Frammenti di Kurdistan
di Linda Dorigo
No Ruz 1395, Sanandaj.
A casa di Hamad c’è un caos totale. Sua moglie è in preda alle pulizie di primavera e sembra impossibile cucinare alcunché.
Ma Naghme riesce comunque a spadellare della carne macinata e contemporaneamente elenca quelle che reputa le grandi differenze tra i curdi iraniani e quelli dell’Iraq. “Noi mangiamo, beviamo, vestiamo in un altro modo.. siamo diversi insomma”. Naghme non è mai stata in Iraq.
Lo ha visto in tv e le immagini devono averla convinta della povertà dei curdi oltre confine. In questa casa le persone sembrano essere state assimilate dalla grande madre persiana.
In verità, in tutte le città del Kurdistan la “curdità” è relegata ai musei, dove le arti e i mestieri sono rappresentati da diafane statue di cera.

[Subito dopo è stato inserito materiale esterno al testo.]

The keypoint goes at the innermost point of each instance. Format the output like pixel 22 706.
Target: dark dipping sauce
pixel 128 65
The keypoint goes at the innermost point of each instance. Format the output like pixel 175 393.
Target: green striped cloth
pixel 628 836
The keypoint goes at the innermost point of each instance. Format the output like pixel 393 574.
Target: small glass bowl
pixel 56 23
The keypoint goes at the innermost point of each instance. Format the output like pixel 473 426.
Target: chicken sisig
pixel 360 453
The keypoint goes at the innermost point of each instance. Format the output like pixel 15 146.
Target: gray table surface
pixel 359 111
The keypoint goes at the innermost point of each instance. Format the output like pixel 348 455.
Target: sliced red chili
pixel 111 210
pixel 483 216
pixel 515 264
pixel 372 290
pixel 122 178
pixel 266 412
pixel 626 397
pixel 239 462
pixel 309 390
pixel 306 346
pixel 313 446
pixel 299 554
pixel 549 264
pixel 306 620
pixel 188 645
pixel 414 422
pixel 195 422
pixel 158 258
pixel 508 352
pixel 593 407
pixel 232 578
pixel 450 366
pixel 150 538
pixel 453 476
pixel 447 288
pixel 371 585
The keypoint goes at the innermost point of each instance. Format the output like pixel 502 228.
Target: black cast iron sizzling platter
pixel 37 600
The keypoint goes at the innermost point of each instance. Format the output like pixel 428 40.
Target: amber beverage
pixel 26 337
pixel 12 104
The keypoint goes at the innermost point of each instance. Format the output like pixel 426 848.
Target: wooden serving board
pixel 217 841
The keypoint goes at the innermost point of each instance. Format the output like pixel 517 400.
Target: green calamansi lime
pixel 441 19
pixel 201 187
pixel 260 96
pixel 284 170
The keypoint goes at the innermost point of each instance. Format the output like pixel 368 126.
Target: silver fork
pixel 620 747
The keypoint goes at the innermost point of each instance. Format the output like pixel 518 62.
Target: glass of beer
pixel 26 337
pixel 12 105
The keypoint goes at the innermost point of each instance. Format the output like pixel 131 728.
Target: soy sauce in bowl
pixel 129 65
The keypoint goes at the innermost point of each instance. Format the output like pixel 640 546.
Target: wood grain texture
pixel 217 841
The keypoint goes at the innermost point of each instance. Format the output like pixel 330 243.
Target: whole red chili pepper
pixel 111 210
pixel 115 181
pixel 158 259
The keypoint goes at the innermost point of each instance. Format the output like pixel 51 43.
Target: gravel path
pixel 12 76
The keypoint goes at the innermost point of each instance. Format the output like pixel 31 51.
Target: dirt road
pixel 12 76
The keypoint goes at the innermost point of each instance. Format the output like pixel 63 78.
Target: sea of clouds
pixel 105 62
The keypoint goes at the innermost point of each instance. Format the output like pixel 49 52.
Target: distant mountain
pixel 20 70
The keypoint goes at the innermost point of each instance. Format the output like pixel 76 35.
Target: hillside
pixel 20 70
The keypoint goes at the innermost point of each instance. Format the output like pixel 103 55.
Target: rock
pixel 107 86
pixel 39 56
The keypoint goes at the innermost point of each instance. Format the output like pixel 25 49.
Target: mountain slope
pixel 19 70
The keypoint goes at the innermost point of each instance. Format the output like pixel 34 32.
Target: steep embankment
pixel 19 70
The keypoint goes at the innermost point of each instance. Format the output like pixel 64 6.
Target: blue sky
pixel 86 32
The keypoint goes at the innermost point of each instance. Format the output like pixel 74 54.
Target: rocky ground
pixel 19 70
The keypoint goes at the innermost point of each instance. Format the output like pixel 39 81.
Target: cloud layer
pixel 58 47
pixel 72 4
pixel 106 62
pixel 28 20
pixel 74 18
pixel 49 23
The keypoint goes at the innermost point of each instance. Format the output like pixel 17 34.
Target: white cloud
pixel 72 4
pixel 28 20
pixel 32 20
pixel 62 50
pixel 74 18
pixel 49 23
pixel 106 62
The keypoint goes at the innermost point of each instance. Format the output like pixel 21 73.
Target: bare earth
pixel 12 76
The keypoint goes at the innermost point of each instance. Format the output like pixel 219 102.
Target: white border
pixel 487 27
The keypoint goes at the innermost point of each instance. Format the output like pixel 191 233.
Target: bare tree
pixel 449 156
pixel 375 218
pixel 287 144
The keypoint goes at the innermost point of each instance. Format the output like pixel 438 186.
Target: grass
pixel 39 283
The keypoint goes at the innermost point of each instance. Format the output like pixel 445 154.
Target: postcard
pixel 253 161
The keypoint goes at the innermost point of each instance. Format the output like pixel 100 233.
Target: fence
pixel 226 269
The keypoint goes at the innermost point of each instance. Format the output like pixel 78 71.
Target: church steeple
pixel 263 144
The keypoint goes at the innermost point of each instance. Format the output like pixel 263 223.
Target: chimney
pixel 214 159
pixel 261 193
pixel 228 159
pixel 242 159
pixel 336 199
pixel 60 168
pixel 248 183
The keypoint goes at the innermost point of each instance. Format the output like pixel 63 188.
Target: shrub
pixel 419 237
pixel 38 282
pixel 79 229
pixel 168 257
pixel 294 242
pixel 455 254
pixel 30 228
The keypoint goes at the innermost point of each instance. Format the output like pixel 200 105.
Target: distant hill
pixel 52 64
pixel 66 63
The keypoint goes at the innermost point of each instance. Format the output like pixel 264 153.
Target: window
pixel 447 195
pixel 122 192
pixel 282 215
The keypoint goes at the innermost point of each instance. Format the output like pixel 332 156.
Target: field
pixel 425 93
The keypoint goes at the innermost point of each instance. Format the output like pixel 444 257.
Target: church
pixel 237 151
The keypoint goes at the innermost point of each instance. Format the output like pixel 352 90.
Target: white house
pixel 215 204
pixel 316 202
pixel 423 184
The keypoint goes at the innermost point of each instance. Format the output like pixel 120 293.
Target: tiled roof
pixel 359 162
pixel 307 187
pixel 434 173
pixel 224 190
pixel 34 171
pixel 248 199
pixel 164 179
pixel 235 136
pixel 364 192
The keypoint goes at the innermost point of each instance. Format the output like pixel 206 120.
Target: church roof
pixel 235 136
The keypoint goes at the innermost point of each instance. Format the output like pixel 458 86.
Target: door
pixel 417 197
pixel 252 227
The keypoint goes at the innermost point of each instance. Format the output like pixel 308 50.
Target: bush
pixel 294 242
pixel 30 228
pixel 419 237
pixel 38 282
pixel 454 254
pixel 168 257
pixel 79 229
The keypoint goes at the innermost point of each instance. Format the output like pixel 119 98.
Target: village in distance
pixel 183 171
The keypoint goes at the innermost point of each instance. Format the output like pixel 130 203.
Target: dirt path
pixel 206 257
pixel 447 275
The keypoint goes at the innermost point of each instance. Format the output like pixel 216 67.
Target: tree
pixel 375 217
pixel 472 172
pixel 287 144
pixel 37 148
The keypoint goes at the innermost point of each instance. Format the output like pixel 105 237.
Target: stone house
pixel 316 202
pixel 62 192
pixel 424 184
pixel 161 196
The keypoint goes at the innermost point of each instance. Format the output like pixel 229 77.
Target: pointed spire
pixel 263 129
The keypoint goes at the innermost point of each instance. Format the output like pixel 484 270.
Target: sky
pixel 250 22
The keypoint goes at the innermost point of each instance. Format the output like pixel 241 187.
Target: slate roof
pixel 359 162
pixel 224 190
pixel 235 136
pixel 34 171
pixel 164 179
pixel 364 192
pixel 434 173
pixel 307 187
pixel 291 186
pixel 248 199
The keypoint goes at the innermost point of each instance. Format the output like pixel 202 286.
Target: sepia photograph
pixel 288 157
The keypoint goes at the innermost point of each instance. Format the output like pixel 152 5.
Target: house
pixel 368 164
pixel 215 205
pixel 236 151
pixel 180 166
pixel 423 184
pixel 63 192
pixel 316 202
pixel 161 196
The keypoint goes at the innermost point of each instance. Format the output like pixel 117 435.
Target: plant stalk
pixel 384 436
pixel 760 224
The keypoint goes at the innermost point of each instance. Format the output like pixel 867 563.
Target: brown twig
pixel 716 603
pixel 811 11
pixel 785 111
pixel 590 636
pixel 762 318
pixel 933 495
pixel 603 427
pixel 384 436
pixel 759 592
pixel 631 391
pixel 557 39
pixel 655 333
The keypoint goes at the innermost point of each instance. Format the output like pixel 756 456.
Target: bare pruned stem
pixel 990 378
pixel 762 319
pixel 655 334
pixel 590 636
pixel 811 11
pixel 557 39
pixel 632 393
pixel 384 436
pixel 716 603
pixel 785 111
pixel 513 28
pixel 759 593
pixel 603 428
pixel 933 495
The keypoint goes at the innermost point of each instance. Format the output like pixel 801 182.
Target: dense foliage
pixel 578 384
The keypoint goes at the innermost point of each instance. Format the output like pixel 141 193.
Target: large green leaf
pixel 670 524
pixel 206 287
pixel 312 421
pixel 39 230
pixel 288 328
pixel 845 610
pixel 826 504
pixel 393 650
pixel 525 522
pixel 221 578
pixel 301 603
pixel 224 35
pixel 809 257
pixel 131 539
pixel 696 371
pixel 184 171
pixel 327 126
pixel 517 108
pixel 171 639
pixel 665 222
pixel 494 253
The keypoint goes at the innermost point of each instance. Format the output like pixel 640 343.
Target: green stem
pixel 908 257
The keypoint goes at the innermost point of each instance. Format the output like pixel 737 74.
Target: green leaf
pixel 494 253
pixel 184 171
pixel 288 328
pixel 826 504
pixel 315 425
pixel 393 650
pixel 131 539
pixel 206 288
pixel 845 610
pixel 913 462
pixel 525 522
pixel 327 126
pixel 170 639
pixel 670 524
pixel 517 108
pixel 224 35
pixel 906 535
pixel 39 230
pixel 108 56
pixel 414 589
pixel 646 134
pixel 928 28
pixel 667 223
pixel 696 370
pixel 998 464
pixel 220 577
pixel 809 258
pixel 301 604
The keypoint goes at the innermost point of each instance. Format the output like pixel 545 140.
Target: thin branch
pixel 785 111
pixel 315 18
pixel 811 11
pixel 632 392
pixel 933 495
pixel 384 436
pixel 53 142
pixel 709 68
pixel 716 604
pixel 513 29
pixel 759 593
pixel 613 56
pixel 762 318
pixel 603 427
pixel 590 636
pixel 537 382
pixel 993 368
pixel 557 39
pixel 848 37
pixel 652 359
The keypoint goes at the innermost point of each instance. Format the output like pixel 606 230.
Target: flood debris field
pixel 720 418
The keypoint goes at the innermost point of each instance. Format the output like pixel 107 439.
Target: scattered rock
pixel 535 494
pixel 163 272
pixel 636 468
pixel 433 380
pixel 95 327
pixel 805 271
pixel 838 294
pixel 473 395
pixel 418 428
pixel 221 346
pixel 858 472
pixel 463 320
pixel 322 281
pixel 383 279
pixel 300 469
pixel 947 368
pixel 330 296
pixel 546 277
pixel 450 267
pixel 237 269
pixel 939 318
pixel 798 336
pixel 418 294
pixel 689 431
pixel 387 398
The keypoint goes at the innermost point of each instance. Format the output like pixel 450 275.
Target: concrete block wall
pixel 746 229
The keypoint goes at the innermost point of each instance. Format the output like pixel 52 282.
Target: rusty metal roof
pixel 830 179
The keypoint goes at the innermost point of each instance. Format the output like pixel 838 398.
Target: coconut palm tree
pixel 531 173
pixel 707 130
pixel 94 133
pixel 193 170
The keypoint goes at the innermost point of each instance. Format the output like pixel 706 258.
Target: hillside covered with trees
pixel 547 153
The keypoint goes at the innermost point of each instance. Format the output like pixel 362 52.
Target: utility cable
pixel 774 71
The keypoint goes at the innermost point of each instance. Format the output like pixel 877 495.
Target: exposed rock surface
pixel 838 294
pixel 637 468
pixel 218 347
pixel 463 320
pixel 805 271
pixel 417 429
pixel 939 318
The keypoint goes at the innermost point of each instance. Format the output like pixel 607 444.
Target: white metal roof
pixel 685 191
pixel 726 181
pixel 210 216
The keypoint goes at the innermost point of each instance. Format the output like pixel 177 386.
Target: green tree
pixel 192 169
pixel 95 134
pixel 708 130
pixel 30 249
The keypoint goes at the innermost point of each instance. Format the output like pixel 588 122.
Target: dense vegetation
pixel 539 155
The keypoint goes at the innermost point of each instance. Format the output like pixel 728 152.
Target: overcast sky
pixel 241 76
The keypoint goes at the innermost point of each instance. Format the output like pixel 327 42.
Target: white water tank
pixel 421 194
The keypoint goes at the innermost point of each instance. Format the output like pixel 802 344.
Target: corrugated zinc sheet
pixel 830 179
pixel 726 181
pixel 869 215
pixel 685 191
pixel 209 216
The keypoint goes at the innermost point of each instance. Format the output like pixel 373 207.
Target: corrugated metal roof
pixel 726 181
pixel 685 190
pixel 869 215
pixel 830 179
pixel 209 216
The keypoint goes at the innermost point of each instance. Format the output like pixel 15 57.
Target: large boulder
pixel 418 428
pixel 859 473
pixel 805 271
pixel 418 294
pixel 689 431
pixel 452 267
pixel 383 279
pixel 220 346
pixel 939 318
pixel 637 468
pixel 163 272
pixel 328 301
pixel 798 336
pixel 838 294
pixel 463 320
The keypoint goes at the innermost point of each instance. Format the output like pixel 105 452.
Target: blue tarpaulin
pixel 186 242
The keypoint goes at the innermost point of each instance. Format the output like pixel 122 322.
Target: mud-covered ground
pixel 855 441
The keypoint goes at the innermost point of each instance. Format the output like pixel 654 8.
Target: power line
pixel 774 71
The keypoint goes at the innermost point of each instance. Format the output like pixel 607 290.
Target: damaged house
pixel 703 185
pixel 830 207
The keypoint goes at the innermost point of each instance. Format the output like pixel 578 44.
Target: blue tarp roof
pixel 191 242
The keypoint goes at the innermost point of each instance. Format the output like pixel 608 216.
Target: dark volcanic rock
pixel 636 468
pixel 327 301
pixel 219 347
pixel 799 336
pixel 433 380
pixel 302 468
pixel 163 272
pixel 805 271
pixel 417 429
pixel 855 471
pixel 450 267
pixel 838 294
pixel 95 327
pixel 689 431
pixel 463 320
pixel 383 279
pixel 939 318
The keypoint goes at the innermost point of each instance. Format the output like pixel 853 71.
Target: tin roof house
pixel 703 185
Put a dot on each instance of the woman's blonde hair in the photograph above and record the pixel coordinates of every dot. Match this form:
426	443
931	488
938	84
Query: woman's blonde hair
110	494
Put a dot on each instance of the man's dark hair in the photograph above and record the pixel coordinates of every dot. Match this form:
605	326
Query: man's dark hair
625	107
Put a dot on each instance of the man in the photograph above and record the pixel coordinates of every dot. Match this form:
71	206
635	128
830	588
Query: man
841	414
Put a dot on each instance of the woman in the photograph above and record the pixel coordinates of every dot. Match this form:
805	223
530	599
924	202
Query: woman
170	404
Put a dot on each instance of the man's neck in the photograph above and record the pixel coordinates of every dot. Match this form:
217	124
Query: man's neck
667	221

Il museo di Sanandaj è un corridoio spartano, dove gli utensili artigianali in vendita al piano di sopra sono messi sottovetro come reperti fossili. Qui una donna cuce piccoli bauli di stoffa vicino alla stufa, e oltre una tenda di vestiti stesi ad asciugare si scorge un giovane che assembla box di legno.
“Questo Paese è spacciato – lamenta Parviz, impiegato in banca, appena fuori dalla Khaneye Kurd, la casa dei curdi – Per trovare qualcuno che indossi i vestiti tradizionali bisogna andare nei villaggi. Lì si che trova la vera anima curda”.